The official unemployment rate, U3 in bureau jargon, remained unchanged at 4.9 percent, its lowest level since February 2008. The BLS calculated the number of unemployed in February at 7.8 million, the same as January.
New job counts for December were revised from 262,000 to 271,000. The January count was revised from 151,000 to 172,000.
The civilian workforce in February rose by 555,000, after having risen by 502,000 in January. The employment-population ratio climbed 0.2 to 59.8 percent, and the labor force participation rate also rose 0.2, to 62.9 percent.
That’s the good news. The bad news is that wages for all employees on private nonfarm payrolls fell 3 cents an hour in February to $25.35 after rising 12 cents an hour in January.
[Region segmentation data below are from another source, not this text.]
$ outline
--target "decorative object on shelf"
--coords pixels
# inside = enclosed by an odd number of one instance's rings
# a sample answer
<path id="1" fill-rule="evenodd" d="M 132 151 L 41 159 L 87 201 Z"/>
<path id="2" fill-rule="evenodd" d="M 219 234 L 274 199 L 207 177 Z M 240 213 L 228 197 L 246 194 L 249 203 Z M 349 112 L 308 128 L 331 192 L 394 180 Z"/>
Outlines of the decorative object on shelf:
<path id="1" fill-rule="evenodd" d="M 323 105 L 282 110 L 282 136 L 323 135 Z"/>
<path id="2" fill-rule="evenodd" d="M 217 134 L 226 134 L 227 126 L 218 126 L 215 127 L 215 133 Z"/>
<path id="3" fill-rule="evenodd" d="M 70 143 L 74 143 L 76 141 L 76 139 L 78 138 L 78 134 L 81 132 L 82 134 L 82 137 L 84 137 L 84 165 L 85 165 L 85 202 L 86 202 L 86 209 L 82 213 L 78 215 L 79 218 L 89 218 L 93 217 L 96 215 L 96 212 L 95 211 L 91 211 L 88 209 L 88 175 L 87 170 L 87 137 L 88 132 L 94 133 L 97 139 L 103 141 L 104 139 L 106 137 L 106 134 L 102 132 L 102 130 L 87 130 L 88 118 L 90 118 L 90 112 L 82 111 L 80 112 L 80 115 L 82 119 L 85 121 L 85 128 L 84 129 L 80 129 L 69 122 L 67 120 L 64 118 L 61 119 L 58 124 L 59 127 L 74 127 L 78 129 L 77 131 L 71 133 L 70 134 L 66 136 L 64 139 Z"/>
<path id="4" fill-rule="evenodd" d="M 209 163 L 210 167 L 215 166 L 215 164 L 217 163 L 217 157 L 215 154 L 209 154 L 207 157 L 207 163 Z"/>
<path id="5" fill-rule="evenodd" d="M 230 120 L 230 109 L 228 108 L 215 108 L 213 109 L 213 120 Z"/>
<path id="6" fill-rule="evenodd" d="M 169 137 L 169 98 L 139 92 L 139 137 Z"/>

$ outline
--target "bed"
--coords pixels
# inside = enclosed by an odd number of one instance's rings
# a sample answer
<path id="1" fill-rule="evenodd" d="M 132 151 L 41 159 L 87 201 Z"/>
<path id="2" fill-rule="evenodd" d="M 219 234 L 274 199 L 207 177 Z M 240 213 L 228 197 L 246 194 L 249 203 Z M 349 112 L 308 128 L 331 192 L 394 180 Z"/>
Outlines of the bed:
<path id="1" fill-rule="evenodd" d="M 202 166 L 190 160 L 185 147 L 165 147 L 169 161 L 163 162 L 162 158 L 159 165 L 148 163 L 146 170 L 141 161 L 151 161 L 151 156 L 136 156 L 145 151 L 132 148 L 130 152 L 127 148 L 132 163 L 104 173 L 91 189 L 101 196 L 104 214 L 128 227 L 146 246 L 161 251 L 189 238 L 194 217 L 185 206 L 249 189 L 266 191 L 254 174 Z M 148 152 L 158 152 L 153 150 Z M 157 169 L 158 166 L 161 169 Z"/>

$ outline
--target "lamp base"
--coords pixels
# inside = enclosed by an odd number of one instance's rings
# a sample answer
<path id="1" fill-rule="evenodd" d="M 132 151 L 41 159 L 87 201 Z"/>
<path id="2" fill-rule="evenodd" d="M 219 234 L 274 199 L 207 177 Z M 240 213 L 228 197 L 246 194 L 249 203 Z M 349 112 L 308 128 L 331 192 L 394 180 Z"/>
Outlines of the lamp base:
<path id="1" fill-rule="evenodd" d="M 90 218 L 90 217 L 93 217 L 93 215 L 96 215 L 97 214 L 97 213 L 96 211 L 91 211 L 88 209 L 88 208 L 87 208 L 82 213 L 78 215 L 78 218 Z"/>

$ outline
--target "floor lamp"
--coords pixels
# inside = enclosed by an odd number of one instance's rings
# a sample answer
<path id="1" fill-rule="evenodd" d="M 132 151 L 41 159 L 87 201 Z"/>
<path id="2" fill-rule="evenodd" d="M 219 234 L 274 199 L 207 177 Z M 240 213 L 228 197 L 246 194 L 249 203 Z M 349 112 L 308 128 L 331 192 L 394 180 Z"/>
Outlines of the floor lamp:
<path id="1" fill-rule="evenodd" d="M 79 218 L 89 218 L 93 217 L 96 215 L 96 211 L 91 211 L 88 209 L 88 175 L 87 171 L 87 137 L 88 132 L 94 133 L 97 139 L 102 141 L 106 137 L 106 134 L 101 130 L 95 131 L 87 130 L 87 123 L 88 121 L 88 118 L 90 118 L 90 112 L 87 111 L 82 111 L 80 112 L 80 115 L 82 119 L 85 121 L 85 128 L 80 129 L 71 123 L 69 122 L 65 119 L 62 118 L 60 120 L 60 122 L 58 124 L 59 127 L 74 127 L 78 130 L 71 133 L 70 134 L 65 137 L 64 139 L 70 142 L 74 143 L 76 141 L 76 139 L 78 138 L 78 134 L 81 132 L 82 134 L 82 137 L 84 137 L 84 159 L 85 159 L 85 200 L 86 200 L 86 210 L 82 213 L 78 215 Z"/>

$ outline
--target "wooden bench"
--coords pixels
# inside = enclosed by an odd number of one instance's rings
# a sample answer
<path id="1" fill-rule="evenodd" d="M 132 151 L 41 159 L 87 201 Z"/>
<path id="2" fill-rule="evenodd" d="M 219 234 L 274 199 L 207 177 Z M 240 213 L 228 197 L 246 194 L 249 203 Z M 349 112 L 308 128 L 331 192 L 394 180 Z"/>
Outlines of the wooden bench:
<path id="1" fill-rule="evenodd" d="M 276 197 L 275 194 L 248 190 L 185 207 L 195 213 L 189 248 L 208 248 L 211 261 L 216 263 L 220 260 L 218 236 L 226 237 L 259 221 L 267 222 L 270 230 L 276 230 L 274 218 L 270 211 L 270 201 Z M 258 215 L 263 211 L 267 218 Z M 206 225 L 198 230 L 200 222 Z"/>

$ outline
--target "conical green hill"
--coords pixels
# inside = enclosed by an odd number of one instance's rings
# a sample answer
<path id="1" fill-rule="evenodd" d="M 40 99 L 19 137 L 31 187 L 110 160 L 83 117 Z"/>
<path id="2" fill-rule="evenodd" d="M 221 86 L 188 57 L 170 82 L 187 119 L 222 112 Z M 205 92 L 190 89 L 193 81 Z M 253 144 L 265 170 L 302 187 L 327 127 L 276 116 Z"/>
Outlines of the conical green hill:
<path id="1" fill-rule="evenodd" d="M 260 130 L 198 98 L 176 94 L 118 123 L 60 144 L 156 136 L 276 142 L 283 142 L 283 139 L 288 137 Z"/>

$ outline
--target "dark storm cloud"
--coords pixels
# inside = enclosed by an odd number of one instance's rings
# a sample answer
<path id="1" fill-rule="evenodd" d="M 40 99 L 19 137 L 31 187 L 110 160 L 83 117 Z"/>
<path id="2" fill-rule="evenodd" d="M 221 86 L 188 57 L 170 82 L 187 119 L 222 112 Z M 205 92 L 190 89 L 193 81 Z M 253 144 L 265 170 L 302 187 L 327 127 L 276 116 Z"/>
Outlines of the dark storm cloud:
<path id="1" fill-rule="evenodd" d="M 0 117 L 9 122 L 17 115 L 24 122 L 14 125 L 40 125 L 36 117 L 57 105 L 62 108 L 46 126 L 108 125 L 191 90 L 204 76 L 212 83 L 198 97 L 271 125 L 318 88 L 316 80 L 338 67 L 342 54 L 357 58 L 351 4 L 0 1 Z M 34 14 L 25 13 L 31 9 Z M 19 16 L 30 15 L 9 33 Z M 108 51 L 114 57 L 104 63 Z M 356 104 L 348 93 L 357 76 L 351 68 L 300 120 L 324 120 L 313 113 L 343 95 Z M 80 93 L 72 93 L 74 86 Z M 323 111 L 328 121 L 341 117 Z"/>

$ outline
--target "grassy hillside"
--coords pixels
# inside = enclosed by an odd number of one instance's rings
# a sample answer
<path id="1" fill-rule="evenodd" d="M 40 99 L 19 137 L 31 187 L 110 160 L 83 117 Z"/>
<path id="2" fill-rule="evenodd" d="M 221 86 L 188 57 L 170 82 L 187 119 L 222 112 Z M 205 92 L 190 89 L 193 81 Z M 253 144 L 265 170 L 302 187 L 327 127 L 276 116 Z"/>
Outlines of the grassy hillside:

And private-sector production and nonsupervisory employees saw their paychecks remain flat at $21.32 an hour.
A report issued last month on union membership shows just how much of a difference unions make in the economic lives of their members. Median weekly earnings of full-time union workers for 2015 were $975, more than 25 percent higher than the $776 median non-union workers earned. Add that difference up and it comes to $10,452 a year.
In addition to the official “headline” rate of unemployment rate (U3), the bureau also estimates both unemployment and underemployment in a category it calls U6. This counts people with no job, part-time workers who want a full-time job but can't find one, and a portion of the nation’s "discouraged" workers. In February, U6 fell to 9.7 percent in February, from 9.9 percent in January.
The bureau’s "confidence level" each month is plus or minus 105,000 jobs. This means the "real" number of new jobs created in February was not 242,000 but ranged between 137,000 and 347,000.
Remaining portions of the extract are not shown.